We conducted a retrospective study that included 2451 consecutive COVID-19 patients with outcomes (discharge or death) between January 27, 2020, and March 30, 2020, from Sino-French New City Campus of Tongji Hospital and Optical Valley Campus of Tongji Hospital in China, who were diagnosed according to the 7th edition of the Diagnosis and Treatment Protocol of COVID-19 by the National Health Commission of the People’s Republic of China [15]. Exclusion criteria were (1) patients under 18 years old, or with pregnancy; (2) patients transferred from Fangcang hospitals for social-distancing; (3) patients died within 24 h of admission, and patients re-hospitalized or discharged for special reasons such as dialysis. Details of excluded patients were as follows: 80 cases without matched diagnosis, 216 cases from Fangcang shelter hospitals, 37 cases died within 24 h, and 42 cases under 18 years old, et al.

As 375 patients were excluded, 2076 patients were finally included in this study and divided into three groups.

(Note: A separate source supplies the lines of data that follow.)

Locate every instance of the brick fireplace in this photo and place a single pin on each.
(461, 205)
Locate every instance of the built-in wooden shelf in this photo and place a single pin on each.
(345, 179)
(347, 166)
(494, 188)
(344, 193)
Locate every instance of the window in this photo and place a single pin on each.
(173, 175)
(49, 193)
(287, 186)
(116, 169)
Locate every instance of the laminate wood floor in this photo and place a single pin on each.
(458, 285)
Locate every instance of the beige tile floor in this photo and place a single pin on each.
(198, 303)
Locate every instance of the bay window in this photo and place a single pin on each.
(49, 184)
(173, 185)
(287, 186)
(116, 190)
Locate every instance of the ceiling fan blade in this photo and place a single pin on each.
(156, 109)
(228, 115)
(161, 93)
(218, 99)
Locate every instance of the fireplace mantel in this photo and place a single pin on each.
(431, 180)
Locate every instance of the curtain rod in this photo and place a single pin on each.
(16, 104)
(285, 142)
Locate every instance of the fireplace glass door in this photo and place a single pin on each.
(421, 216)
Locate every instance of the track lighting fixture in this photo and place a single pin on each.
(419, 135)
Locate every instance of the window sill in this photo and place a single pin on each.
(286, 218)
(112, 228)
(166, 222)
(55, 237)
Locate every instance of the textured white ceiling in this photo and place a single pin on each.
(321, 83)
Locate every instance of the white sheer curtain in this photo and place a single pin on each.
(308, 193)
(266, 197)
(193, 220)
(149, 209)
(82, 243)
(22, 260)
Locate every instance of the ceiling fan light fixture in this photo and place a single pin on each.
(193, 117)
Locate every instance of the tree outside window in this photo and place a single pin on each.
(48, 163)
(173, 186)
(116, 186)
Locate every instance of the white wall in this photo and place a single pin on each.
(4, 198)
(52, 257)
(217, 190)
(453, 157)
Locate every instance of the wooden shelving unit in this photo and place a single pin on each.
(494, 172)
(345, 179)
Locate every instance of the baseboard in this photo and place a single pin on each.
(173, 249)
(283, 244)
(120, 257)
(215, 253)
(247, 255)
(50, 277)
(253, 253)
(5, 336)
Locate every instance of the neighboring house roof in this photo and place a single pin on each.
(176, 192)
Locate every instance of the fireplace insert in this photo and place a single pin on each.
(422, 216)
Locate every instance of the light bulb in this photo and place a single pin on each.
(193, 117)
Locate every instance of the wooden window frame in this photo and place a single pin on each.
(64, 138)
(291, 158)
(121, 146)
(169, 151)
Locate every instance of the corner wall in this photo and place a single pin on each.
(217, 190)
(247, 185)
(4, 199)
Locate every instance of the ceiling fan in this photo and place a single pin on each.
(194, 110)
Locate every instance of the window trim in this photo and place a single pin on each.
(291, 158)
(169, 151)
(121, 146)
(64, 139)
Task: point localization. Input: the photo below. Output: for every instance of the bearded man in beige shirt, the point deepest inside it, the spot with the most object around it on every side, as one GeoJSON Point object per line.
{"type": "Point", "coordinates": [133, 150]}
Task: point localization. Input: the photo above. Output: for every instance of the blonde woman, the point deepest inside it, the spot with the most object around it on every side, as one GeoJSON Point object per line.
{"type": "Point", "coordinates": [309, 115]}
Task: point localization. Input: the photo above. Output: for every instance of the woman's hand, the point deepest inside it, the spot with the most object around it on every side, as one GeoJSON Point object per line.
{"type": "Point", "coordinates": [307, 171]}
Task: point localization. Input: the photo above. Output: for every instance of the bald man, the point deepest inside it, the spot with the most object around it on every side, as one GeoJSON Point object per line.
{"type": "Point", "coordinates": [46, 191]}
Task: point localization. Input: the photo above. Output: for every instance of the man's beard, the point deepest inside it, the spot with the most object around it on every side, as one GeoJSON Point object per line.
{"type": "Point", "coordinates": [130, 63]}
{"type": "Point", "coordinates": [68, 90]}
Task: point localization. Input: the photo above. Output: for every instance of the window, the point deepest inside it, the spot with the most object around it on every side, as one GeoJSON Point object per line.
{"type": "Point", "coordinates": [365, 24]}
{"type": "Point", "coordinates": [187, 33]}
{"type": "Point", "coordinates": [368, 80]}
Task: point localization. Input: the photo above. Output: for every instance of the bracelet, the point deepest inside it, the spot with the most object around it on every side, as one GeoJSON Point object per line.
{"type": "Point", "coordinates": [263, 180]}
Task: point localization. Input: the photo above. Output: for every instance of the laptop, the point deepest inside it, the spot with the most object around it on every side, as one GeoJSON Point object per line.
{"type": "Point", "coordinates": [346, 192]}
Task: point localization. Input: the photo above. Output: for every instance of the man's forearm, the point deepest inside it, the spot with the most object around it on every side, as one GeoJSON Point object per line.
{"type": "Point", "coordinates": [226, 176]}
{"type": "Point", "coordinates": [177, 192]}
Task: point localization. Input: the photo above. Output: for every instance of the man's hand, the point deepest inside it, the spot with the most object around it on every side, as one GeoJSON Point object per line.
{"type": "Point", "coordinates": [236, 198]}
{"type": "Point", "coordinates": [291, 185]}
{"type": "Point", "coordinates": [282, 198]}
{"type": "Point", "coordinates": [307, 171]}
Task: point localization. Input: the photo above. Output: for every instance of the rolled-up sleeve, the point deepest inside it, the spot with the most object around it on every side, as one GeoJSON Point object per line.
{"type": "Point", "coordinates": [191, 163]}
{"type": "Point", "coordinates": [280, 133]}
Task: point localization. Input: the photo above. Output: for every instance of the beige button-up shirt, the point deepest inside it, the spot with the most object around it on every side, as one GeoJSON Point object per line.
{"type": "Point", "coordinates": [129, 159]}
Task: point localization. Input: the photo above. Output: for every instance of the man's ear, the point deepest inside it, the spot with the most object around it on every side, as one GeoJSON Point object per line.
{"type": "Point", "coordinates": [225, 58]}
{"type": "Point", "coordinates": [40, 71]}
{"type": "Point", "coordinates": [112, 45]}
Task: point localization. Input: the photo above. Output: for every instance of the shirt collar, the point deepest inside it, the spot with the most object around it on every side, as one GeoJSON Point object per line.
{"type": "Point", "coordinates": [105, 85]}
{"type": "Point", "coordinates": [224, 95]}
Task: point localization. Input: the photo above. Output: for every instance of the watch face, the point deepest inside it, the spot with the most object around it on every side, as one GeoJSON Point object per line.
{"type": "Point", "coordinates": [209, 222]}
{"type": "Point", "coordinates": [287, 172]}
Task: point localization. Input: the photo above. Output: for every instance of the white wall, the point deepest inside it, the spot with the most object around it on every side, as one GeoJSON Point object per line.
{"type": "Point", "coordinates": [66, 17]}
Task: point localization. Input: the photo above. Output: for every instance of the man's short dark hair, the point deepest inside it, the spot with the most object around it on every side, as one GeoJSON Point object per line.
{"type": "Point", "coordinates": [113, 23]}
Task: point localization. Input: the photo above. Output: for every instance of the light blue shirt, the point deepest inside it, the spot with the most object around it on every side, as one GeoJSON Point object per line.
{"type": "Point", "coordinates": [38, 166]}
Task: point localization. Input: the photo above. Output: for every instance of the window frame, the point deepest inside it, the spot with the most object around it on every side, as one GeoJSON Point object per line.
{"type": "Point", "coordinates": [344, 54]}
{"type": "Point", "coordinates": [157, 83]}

Specifically, 50% and 50% of patients from Sino-French New City Campus of Tongji Hospital were randomly divided into the training cohort and the internal validation cohort. Patients from the Optical Valley Campus of Tongji Hospital were used as an external validation cohort. Critical illness was defined as admission to intensive care unit, undergoing invasive ventilation, or death [16]. A total of 36 raw immune/inflammatory parameters (natural killer [NK] cells count, NK cell percent, T-helper + T-suppressor lymphocyte [Th + Ts] percent, Th/Ts, Th + Ts count, [T + B + NK] count, [T + B + NK] percent, Th count, Th percent, Ts count, Ts percent, total B count, total B percent, total T lymphocyte-T-helper lymphocyte-T-suppressor lymphocyte [total T-THS], total T count, total T percent, complement 3 [C3], complement 4 [C4], ferritin, lymphocyte [LYM] count, lymphocyte [LYM] percent, C reactive protein, procalcitonin, interferon-γ [IFN-γ], tumor necrosis factor α [TNF-α], interleukin-1β [IL-1β], interleukin-2 receptor [IL-2R], interleukin-4 [IL-4], interleukin-6 [IL-6], interleukin-8 [IL-8], interleukin-10 [IL-10], immunoglobulin A [IgA], immunoglobulin G [IgG], immunoglobulin M [IgM], SARS-CoV-2 specific antibody IgM [C-IgM], and SARS-CoV-2 specific antibody IgG [C-IgG]) were collected from electronic medical records at admission. These features were collected using the same pre-designed data collection table across cohorts. Trained researchers entered and double-checked the data independently.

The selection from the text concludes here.